A/B Testing From Scratch: Statistics, Implementation, and Knowing When to Stop

Most developers implement A/B testing incorrectly. They run a test, check the dashboard daily, stop the moment the numbers look green, and declare a winner. This common workflow leads to false positives more than half the time. When the “winning” feature is fully shipped, the promised conversion lift vanishes, and the team slowly loses faith in experimentation altogether.

To run valid experiments, you do not need a degree in statistics. You just need to understand five core concepts and how they prevent common pitfalls like underpowered tests, early-stopping bias, and sample ratio mismatch.

The Five Foundational Concepts

1. Null Hypothesis

Every A/B test starts with the assumption that your new variant makes zero difference. This default assumption is the null hypothesis. Your goal is to gather enough user data to reject this assumption. A successful test doesn’t mathematically prove your variant is superior; it simply shows that the difference in user behavior is highly unlikely to be a random fluke.

2. Statistical Significance and P-Value

The p-value measures the probability of seeing your test results if the new variant actually had zero impact. A p-value of 0.05 means there is a 5% chance that the difference you observed was just random noise.

The standard significance threshold is set at p < 0.05 (accepting a 5% false positive rate). For higher-stakes changes, you might target a stricter threshold like p < 0.01. Choosing this threshold is a business decision, not a scientific law - but keep in mind that a lower threshold requires a significantly larger sample size.

3. Statistical Power

While significance controls for false positives, statistical power protects against false negatives. Power is the probability that your test will detect a real change when one actually exists.
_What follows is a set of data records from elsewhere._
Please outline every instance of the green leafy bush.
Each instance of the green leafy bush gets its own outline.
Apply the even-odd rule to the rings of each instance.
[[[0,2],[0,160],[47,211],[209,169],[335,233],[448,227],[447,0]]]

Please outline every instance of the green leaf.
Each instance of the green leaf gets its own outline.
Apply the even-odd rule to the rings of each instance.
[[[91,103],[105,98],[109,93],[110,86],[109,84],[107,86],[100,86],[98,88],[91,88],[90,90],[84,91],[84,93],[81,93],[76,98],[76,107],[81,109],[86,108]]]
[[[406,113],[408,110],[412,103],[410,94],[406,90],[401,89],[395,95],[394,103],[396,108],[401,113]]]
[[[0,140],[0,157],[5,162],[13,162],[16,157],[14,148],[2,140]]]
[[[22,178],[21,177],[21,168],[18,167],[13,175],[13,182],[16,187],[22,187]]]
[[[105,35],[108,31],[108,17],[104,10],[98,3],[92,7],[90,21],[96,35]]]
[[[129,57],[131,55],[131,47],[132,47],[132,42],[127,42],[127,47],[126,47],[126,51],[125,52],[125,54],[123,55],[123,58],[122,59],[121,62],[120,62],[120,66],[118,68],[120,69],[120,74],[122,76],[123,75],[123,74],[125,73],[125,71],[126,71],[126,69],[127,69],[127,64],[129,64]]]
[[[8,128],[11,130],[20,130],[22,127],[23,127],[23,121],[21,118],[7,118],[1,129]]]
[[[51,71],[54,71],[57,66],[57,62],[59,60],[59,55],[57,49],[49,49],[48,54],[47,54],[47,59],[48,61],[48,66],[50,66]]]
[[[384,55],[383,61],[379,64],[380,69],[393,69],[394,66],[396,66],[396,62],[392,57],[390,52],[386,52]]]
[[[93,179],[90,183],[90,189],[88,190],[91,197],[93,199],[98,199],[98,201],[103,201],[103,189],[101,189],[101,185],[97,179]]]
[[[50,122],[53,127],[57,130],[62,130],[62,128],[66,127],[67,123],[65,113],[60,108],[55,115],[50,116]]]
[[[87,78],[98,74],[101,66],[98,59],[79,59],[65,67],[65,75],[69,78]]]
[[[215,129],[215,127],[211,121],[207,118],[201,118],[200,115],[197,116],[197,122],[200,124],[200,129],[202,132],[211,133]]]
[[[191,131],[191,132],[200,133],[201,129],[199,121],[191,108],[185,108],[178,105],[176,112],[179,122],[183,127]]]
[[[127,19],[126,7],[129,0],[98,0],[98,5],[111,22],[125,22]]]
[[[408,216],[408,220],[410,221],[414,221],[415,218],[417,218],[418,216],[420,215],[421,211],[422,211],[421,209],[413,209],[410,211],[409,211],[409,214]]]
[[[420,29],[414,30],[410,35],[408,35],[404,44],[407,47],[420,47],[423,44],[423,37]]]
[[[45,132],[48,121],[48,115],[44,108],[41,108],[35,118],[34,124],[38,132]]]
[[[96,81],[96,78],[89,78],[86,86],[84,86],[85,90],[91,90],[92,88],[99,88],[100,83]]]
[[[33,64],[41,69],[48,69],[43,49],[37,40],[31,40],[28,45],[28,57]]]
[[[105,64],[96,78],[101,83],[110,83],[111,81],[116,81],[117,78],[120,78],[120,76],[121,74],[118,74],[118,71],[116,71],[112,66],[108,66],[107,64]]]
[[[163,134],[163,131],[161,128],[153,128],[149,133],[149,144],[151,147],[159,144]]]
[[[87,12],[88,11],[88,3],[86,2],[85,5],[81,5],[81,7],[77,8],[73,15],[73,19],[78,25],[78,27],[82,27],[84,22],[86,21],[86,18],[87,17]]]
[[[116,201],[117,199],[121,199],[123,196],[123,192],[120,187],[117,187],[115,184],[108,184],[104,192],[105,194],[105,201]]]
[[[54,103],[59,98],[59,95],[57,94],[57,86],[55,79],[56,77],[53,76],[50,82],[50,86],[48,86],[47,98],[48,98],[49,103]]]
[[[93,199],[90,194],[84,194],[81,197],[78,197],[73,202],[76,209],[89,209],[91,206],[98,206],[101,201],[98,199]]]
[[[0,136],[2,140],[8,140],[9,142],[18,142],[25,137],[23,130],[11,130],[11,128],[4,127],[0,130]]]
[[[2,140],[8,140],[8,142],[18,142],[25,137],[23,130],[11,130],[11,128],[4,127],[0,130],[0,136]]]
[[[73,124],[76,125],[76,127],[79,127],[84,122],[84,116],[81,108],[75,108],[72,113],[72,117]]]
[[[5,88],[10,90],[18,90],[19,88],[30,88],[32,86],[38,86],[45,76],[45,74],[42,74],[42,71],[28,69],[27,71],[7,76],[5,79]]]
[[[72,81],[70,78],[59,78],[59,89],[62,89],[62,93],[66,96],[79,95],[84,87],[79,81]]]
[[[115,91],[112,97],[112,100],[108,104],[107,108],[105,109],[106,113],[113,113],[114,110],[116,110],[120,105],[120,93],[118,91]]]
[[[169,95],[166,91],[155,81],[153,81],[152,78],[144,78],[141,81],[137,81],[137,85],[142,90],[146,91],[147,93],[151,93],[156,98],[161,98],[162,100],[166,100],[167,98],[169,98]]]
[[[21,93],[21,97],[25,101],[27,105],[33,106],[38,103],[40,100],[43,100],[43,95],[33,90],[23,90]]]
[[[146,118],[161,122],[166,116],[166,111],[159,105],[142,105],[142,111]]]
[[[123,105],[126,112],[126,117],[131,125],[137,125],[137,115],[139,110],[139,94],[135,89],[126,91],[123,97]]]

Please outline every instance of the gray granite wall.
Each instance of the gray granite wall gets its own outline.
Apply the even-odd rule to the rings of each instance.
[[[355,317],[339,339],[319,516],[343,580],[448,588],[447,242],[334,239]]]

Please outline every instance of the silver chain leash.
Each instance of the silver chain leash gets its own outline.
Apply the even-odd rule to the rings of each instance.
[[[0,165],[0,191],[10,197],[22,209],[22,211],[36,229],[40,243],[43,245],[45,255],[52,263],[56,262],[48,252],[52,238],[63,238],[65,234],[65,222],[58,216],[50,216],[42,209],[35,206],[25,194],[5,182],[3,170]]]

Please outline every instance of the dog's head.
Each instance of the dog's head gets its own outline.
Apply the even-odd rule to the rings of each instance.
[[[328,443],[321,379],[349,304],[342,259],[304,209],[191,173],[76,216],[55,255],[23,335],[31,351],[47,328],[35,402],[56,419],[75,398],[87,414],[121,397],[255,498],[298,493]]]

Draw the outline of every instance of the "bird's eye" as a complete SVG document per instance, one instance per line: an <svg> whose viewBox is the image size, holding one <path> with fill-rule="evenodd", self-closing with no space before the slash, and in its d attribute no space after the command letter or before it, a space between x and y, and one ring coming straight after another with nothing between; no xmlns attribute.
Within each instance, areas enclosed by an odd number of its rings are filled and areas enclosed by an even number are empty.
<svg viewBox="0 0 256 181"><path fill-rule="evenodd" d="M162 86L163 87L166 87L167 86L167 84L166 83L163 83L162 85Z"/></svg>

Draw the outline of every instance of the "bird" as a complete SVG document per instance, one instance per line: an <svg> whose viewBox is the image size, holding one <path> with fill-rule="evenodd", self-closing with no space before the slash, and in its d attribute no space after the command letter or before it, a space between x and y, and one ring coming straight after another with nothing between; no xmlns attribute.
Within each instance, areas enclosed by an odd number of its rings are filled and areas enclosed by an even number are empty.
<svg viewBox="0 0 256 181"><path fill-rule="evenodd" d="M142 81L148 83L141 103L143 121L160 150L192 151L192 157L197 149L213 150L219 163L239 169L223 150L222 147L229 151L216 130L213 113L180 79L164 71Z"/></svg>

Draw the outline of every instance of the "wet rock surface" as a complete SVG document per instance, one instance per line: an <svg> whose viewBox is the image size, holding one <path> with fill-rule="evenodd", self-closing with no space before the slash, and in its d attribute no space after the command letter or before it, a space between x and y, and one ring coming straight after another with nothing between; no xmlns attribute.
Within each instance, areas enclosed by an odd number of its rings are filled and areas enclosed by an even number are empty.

The industry standard is 80% power. If your test is underpowered, it might yield a non-significant result (like p = 0.08) even if your variant is better, simply because you didn’t gather enough data to lift the signal out of the background noise. Running underpowered tests means wasting time rejecting good ideas.

4. Minimum Detectable Effect

Before launching an experiment, determine the smallest improvement that justifies the effort of shipping the change. This is the Minimum Detectable Effect (MDE). If your checkout page converts at 3%, a 0.05% lift is probably too small to matter to your business. Setting an MDE of 0.5% or 1% keeps the experiment grounded.

Crucially, your MDE dictates your sample size. Trying to detect tiny, fractional improvements requires massive volumes of traffic; setting a realistic MDE ensures you aren’t chasing ghosts.

5. Sample Size

Calculate your target sample size before you start the experiment, never during or after. This figure depends on your baseline conversion rate, MDE, significance level, and statistical power.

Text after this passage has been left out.